On Wed, Jan 18, 2012 at 6:38 PM, William Stein<wst...@gmail.com>    wrote:

On Wed, Jan 18, 2012 at 3:40 PM, Ivan Andrus<darthand...@gmail.com>
  wrote:

On Jan 18, 2012, at 11:23 PM, William Stein wrote:

On Wed, Jan 18, 2012 at 2:20 PM, Jason Grout
<jason-s...@creativetrax.com>    wrote:

On 1/18/12 4:05 PM, Volker Braun wrote:


In the recent thread about running the singlecell server on port 80,
William hinted that aleph is supposed to be that. But I can't get it
do
do anything but throw HTTP-500 internal server errors. Since I am
once
again at an institution that blocks ports != 80 on wifi it would be
helpful if there were a way to connect to the single cell server. Do
I
need some magic sauce to connect to aleph or what is going on?
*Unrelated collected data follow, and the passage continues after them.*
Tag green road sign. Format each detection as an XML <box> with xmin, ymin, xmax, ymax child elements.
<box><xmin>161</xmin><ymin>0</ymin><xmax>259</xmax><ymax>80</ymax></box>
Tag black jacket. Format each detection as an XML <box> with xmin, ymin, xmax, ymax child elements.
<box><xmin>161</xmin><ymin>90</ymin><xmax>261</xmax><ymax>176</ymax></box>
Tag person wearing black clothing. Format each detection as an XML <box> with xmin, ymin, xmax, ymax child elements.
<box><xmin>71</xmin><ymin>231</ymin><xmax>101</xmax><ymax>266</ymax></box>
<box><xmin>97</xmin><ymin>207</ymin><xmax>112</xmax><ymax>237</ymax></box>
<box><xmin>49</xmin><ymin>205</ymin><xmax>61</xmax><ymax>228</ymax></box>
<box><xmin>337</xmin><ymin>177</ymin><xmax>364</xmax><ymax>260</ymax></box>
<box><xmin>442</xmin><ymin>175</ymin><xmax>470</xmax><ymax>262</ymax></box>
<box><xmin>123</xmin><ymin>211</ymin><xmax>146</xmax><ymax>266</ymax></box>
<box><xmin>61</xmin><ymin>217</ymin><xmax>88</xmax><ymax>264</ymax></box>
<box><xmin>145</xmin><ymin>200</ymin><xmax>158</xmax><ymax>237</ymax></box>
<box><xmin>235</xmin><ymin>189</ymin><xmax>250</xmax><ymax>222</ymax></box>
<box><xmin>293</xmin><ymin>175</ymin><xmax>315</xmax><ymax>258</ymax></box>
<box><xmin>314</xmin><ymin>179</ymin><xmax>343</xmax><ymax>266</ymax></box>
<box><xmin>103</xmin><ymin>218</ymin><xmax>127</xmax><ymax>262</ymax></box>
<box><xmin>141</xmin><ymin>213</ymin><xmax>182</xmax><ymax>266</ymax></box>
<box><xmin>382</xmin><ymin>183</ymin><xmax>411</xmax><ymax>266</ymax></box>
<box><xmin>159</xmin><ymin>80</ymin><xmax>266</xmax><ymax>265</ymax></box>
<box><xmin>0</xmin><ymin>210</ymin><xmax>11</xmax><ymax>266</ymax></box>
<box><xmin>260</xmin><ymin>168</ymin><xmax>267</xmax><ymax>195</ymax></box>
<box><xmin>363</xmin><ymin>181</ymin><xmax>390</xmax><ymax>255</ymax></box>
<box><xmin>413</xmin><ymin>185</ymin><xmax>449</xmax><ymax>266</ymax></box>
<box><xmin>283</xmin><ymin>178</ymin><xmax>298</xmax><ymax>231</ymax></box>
A long time ago, aleph was the pre-cursor to the singlecell, but it is
no
longer running, and William hasn't redirected it to the singlecell
yet.


I have now:

    http://aleph.sagemath.org/

is now the same as sagemath.org:5467



Unless we're not planning to keep it around, I'm going to use
http://aleph.sagemath.org/ for the iPhone app since I've had problems with
the firewall on campus.


I'm happy to keep aleph.sagemath.org pointed at the single cell server
indefinitely.


I just did a little test of http://aleph.sagemath.org.  I made this
interact in aleph and also in sagenb.org:

@interact
def f(n=(1..10)):
     print n*n


With aleph, I can easily count to 4 from when I let go of the slider
until the number updates.  With sagenb.org, I can't even count to 1.
I.e., sagenb.org is *dramatically* faster at interacts than
aleph.sagenb.org, at least in this one test.    I've never though of
interacts on sagenb.org as "fast" before.

Jason, care to comment? Do other people see the same behavior?
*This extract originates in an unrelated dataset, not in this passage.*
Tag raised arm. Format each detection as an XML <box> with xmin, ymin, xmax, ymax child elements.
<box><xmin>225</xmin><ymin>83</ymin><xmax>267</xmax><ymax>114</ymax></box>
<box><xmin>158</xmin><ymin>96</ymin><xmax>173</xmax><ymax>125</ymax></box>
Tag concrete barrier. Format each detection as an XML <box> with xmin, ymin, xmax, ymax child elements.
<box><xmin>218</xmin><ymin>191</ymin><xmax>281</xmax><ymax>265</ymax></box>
We could adjust the polling intervals.  There are several polls going on
which are introducing delays:

1. The worker manager polling the database for new input (.1 seconds)

2. The worker manager polling the worker for output (.1 seconds; actually,
this is batched with (1) above).

3. The web browser polling the database for output (.4 seconds, I believe).
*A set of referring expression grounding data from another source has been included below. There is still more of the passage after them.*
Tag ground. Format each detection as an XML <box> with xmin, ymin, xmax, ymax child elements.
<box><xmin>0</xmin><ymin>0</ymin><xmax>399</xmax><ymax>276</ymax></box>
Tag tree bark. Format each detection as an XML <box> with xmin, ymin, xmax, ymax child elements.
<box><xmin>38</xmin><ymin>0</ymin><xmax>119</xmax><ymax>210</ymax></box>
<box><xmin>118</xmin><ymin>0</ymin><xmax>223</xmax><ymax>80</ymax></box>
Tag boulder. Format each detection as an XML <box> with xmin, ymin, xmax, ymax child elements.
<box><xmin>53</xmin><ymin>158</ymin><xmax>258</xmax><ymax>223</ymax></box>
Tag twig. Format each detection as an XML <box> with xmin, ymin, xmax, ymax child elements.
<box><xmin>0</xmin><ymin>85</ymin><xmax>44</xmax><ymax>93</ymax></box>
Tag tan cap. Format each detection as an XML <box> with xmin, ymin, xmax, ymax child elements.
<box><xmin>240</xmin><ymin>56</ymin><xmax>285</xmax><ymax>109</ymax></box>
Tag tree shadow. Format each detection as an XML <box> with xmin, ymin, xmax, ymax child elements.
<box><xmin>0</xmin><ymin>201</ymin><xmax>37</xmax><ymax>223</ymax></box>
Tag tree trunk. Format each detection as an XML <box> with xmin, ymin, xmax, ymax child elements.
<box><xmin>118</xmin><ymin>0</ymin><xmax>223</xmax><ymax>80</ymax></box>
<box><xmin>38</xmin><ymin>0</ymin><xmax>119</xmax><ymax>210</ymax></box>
Ideally, we'd have one seamless client<---(websocket/zmq)---->worker
connection with no polling.  That's how things are done in the ipython
notebook.  We put the database and polling in the middle for scalability.

Thanks,

But the Sage notebook is doing all kinds of stupid polling and still
seems way, way faster to me than the single cell server.  Maybe the .4
second browser pulling is to blame, though I'm seeing more than .8
seconds total.   I'm looking forward to hearing back from somebody
else closer than Singapore about the comparison in times.


When I tried the above and hit "shift-enter" with the cursor not at
the very end, the shift-enter went through and mangled the text, but
the evaluation still happens.  I.e., if I put the cursor after "f", I
end up with:

def f
(n=(1..10)):
     print n*n

I think you have to call some codemirror2 api function to undo the
last thing (or something), but you're forgetting to do that.

Yes, I've noticed that too.  I think we're not canceling the enter.

In fact, the new codemirror just introduced a new way of dealing with keybindings. We haven't integrated the new codemirror into the singlecell yet.